Our CLI speaks the Model Context Protocol, which lets an agent connect to external tool servers by URL. The fetch path had no egress controls. An agent that could be convinced to register a server pointing at 169.254.169.254, the cloud metadata endpoint, or at an internal service on a private range could be turned into a server-side request forgery primitive. This is the agent-era version of a classic SSRF, and it generalizes. Any capability that lets the model choose a URL to call is an egress decision that belongs to your network policy, not to the model. We added a guard that blocks link-local and private ranges by default while still allowing the local servers people legitimately run.

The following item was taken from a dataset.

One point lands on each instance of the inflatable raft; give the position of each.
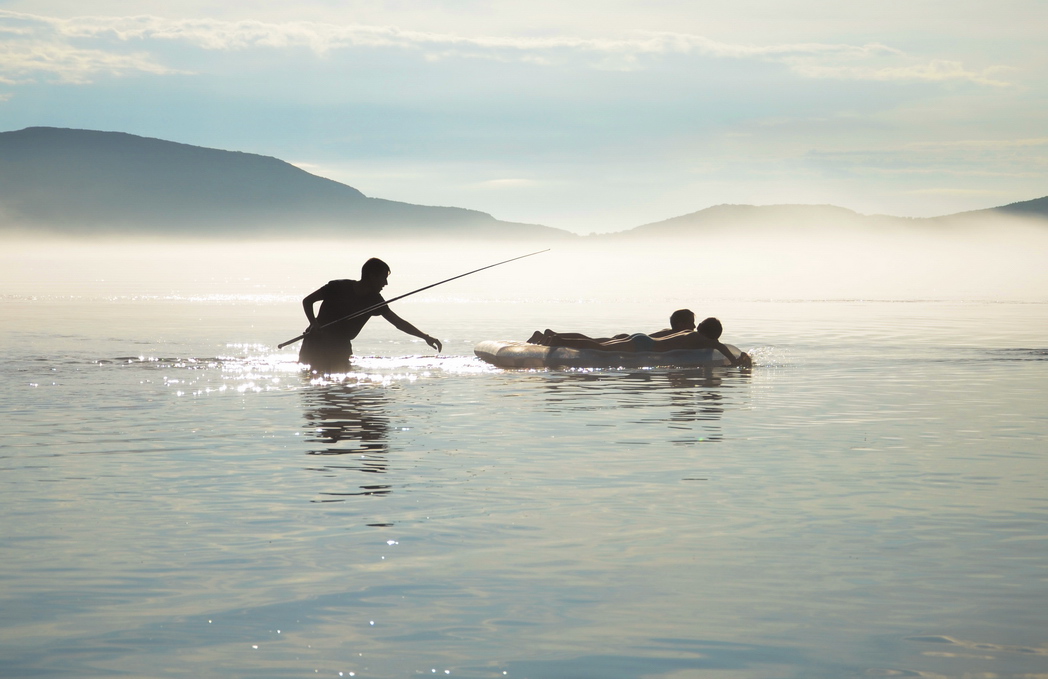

5. Trust that grants itself is not trust

There was a trust system designed to stop a malicious project from injecting instructions into the agent, and it auto-trusted every new directory the first time it was opened. The protection existed and defeated itself in the same breath. Clone a hostile repository, open it, and its instructions loaded as if you had vouched for them. A trust boundary that grants itself is decoration. The fix was to make the human do the granting.

6. The supply chain is part of the agent

Two findings had nothing to do with the agent’s runtime and everything to do with whether it could be trusted to keep working. The model identifiers were hardcoded and had quietly gone stale. One had already been retired by the provider and was returning errors, and others were days from the same fate. We replaced the hardcoded list with live discovery from each provider, so the agent learns what models exist instead of asserting it. A routine dependency audit also turned up eleven known vulnerabilities, two of them critical, which we cleared as part of the release.

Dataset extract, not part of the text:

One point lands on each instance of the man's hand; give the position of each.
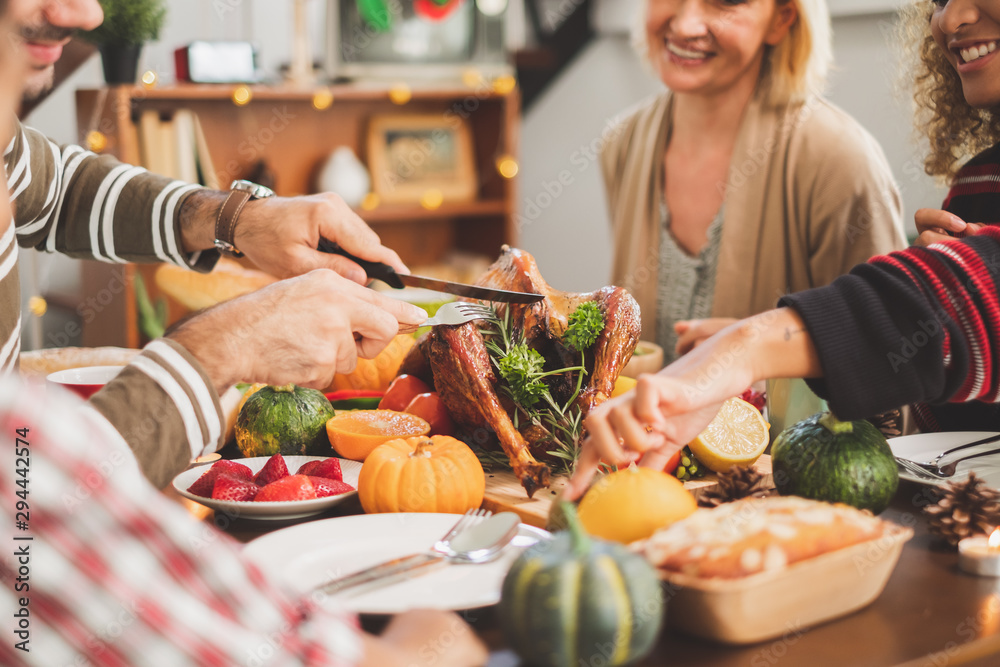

Agents are long-lived processes wired to a half-dozen external services. The supply chain, meaning model endpoints, package dependencies, and the provenance of what you install, is not adjacent to the agent’s security. It is the agent’s security.

7. A fix that never ships is not a fix

The finding with the sharpest governance lesson was not in the code at all. It was in the release pipeline. Three consecutive releases had failed to publish to the package registry, silently, because the failure was buried in a build step nobody was watching. The practical effect: every user was running a version several releases behind, unable to receive any of the fixes above even after we wrote them.

This is the gap that governance exists to close. “Fixed in the main branch” and “shipped to the people running it” are different states, and the distance between them is where security debt accumulates. An audit that produces patches nobody can install has produced a report, not a remediation. We fixed the pipeline first, and then everything else could actually reach a user.

The discipline is the product

None of these is exotic, and that is the point. Command injection, fail-open isolation, unbounded egress, self-granting trust, a stale supply chain, and a broken release path are the standard surface of any system that lets a model act in the world. If you run agents in the enterprise, this is the class of risk you inherit, whether or not anyone has written it down.

We found ours by looking, on purpose, against a checklist, before the issues had a chance to matter. Then we shipped the fixes, and the pipeline that lets fixes ship. The work was tedious and unglamorous, which is exactly what security work is. The agents and the tooling are the visible product. The discipline of auditing them, hardening them, and getting the fixes into users’ hands is the real one.